Some Common Types of Derivation

Noun to Adjective

This is one of the most productive types of derivation. Most adjectives are formed by adding suffixes to the combining form of nouns. The most common of these is -nyo, with the sense of "related to, characteristic of, having the qualities of".

Another common suffix is -to, indicating possession of something.

Noun or Adjective to Verb

In order to make a verb from a nominal part of speech, the derivational affix you use should depend on the type of verb you are to create. If the verb to be created is to be transitive, add -á- to the combining form and conjugate it like ducám. If it is to be intransitive, add -é- to the combining form and conjugate the verb like gavém. Most verbs made from adjectives are intransitive and stative (they indicate the state or condition of having the quality of the adjective, e.g. rúdho, "red," rúdhém, "be red (blush)"). However, in the case of transitive verbs from adjectives, if it has the meaning of causing someone or something to have quality of that adjective, then add -pé- to the combining form and conjugate it like moripém. This is what is known as a causative verb (see below for more about causatives).

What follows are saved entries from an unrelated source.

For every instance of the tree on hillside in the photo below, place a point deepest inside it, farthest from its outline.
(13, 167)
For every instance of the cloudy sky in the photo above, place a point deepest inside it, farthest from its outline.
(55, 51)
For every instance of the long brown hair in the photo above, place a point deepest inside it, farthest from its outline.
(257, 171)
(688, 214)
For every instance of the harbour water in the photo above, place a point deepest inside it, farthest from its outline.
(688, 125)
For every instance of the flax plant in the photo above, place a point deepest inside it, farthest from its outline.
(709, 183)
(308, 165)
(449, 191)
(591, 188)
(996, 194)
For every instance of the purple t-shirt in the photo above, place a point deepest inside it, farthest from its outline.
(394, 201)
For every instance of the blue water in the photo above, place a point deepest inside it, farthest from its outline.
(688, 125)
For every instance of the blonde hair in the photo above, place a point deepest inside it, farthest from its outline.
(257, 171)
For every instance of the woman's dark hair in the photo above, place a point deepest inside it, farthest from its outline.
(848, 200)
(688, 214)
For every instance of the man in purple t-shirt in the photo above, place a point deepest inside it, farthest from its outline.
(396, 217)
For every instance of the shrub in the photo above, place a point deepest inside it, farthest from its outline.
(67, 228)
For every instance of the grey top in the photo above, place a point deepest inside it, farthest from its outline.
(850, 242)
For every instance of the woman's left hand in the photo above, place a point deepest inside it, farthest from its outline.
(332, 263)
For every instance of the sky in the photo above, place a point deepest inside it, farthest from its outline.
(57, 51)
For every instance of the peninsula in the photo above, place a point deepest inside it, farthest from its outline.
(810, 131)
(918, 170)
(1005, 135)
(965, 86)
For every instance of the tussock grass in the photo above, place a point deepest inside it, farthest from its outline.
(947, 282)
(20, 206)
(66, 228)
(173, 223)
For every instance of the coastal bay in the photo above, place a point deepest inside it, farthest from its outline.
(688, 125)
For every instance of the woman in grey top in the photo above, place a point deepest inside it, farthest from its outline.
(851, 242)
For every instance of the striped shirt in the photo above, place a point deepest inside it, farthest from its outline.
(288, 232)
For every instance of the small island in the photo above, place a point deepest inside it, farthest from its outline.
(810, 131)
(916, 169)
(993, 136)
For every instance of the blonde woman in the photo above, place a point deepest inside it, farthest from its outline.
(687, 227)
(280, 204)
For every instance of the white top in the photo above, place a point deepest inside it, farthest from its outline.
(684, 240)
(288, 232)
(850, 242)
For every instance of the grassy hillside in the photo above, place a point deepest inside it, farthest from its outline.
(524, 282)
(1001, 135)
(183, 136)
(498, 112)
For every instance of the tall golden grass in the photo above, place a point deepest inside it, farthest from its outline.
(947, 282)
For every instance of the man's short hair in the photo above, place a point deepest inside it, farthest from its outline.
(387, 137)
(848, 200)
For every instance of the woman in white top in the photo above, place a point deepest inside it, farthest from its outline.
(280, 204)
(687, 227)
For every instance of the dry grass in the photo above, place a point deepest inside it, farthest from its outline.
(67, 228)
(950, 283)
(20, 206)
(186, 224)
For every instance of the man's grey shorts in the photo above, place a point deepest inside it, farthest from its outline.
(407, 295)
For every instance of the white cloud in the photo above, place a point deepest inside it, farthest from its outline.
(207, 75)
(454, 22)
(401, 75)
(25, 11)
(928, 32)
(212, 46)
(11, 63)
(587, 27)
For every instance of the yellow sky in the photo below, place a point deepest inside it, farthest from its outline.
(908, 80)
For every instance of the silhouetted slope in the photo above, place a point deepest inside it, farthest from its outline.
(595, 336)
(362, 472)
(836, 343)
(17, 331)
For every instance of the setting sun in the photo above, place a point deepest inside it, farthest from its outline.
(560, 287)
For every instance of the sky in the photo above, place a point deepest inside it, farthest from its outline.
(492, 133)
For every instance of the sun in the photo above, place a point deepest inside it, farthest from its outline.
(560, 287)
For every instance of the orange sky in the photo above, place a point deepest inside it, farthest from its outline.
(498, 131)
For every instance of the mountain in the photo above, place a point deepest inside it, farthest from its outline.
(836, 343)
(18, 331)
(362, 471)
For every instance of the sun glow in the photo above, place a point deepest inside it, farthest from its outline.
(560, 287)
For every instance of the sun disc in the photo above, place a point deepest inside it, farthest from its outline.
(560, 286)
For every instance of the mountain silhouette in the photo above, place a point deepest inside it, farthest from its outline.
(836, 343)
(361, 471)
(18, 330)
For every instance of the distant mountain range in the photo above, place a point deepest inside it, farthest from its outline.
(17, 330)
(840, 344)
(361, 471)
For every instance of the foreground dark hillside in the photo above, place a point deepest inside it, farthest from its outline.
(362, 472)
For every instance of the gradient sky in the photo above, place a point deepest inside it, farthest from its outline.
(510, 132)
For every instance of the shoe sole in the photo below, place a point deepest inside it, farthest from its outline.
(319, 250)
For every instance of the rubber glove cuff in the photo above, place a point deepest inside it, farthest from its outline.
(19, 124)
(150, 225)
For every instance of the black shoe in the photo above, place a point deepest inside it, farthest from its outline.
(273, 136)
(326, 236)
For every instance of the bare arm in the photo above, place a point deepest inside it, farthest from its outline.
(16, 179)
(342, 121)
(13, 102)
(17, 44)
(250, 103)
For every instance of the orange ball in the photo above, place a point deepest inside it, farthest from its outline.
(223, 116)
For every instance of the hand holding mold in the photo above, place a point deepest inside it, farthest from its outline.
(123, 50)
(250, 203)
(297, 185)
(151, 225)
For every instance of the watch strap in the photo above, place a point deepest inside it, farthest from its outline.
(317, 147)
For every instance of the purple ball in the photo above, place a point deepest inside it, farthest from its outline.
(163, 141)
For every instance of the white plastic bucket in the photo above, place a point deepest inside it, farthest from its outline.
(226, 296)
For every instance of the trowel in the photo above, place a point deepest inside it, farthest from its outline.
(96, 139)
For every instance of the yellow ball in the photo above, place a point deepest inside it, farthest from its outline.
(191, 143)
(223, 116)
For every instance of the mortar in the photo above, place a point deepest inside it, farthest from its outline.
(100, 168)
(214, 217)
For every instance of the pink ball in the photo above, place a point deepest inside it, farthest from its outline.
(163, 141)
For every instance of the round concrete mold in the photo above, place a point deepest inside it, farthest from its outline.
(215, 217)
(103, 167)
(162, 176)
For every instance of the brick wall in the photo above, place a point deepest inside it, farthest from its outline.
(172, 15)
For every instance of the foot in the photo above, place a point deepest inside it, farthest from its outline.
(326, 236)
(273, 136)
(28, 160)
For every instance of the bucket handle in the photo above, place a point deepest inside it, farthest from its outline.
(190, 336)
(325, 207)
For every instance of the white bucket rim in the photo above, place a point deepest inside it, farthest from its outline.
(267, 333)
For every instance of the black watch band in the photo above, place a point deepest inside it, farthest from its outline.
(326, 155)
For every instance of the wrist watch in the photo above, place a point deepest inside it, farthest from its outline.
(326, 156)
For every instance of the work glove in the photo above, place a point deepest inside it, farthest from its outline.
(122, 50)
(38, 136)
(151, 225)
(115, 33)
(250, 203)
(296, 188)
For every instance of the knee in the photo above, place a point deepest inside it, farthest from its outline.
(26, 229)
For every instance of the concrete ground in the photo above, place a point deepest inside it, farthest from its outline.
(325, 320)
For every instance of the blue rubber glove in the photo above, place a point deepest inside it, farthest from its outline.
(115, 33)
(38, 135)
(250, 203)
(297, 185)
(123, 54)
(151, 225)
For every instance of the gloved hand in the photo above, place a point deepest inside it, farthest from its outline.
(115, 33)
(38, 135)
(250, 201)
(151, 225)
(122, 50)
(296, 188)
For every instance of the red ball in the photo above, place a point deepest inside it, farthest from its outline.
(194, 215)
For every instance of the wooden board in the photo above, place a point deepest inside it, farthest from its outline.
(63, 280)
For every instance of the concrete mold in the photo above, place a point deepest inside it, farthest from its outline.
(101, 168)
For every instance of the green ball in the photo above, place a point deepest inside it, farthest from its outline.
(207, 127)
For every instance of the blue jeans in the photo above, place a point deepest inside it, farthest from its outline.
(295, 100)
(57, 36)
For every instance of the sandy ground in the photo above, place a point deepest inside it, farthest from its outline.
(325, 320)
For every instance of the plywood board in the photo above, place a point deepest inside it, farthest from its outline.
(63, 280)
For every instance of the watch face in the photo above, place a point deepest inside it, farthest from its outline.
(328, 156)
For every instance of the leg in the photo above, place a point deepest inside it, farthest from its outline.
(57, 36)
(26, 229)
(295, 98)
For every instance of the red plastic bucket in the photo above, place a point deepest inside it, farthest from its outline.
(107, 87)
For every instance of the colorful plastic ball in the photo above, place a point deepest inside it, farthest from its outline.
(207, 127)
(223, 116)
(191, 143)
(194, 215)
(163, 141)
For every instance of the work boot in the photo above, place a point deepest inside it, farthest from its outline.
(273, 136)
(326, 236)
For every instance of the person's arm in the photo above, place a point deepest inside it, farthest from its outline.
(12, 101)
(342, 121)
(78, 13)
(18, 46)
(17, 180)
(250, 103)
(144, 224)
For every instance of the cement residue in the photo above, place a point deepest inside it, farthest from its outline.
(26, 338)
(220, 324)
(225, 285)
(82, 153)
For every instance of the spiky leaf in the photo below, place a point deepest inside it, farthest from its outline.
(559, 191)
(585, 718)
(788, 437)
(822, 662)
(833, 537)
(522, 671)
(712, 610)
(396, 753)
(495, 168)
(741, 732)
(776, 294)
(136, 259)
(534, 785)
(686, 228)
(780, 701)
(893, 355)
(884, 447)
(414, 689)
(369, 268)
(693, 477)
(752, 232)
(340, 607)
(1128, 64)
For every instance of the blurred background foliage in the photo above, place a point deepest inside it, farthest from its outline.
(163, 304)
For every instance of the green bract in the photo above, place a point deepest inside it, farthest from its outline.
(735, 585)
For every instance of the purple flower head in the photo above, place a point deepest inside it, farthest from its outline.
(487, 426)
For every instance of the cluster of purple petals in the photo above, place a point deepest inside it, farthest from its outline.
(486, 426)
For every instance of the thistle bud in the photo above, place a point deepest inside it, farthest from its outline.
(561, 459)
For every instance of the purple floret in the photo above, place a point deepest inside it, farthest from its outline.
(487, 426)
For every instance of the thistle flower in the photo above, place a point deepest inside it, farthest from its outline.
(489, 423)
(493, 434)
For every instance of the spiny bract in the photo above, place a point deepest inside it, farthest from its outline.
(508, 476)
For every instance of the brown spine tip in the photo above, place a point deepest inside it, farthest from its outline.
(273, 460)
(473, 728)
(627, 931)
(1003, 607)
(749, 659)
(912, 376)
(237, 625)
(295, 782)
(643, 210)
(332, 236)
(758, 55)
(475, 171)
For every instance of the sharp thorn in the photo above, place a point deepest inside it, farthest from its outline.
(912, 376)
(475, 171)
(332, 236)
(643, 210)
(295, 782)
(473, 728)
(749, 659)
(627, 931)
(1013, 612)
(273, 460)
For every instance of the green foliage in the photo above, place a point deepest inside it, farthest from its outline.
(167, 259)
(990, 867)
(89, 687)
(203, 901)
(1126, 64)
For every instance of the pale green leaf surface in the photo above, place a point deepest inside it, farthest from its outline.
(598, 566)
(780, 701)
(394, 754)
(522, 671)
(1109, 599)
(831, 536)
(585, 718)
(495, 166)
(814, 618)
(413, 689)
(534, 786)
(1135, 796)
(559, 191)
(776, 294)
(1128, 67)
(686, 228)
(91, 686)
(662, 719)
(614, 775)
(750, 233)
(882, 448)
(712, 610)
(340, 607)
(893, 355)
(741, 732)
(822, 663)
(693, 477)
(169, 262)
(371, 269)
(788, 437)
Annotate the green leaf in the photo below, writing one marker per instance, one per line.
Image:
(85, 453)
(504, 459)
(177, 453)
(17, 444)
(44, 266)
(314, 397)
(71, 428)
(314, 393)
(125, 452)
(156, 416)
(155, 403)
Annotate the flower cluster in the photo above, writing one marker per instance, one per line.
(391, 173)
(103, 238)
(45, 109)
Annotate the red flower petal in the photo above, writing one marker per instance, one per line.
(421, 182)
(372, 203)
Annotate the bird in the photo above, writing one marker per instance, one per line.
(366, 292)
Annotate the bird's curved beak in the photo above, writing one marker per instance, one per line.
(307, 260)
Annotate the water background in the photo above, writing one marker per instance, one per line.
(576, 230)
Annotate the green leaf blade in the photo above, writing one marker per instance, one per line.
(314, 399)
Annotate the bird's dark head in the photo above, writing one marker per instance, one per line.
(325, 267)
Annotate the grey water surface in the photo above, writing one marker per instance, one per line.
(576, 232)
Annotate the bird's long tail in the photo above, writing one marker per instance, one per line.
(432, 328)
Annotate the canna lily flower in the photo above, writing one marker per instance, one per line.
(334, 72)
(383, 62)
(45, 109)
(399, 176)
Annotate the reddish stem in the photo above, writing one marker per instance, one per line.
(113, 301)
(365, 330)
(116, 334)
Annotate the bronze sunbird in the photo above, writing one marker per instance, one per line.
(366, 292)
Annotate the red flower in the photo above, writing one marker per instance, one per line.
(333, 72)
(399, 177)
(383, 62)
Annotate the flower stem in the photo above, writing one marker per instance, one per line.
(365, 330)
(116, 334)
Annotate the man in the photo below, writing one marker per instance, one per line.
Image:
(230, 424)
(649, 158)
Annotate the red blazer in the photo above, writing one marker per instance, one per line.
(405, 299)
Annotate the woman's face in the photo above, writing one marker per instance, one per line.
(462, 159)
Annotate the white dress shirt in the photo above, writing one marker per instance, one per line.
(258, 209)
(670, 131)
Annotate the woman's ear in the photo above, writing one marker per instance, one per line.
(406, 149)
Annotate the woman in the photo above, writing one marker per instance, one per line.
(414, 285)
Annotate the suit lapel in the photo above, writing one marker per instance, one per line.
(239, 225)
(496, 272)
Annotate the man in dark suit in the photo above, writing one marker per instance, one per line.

Of course, there are a number of words that do not behave in this neat manner. For example, there is the transitive é-stem verb oquém, "see," which is related to the i-stem noun oqui, "eye". (If things were perfectly regular, we would have oqui and oqueyám.) These are exceptions, though, and are relics of earlier stages of the language; new verbs are not formed this way.

Verb to Noun or Adjective

Some of the process of word-formation has been covered already, especially in the section on gerunds and participles — infinitives are essentially verbal nouns, and participles are essentially verbal adjectives, although they have some special functions. To form gerunds and participles, please click on the link in the previous sentence. However, there are also more types of verb-derived nouns and adjectives that are pure nouns and adjectives, not infinitives or participles.

One way to make a noun from a verb is to add to the participial stem the ending -o, and the resulting noun is declined as an s-stem. To make a noun that names the instrument of an action, add -ça to the present stem of the verb (but thematic stems drop their stem vowel and add -i- first). To make a noun that names the doer of an action, add -ir to the participial stem. Both the resulting nouns are declined like regular nouns of their classes.

Some Other Important Affixes

-issá: added to a noun, it gives the name of the female equivalent.
levón, "lion"; levonissá, "lioness"

-llo: forms diminutives, adding the meaning of "small" or "less intense" to something. Sometimes it has an endearing sense.
cato, "cat"; catollo, "kitty, kitten"

-pé-: added to the present stem of a verb, it forms a new causative verb (one that indicates that one caused someone else to do something, e.g. "to happen"/"to cause to happen"). All such verbs are conjugated like moripém. (Moripém is in fact a causative verb: "kill" = "cause to die.")
ayrem, "burn"; ayropém, ayropeya, ayropéto, "ignite, set fire to"

-tyón: makes abstract nouns from adjectives (occasionally verbs), naming the quality of the adjective.
ócu, "quick, fast, swift"; ócutyón, "speed"

-vir/-gón: forms a noun designating the source or producer of something. Added to the name of a fruit, it gives the name of the corresponding tree.
abelovir, "apple tree"

in-: prefixed to a word, it negates it, like the English "un-".

And with this, we are done with the Concise Grammar of Çomyopregi. Yes. That's it. (Well, there are still the appendices.) Enjoy your newfound understanding and appreciation of a unique people and culture that don't exist!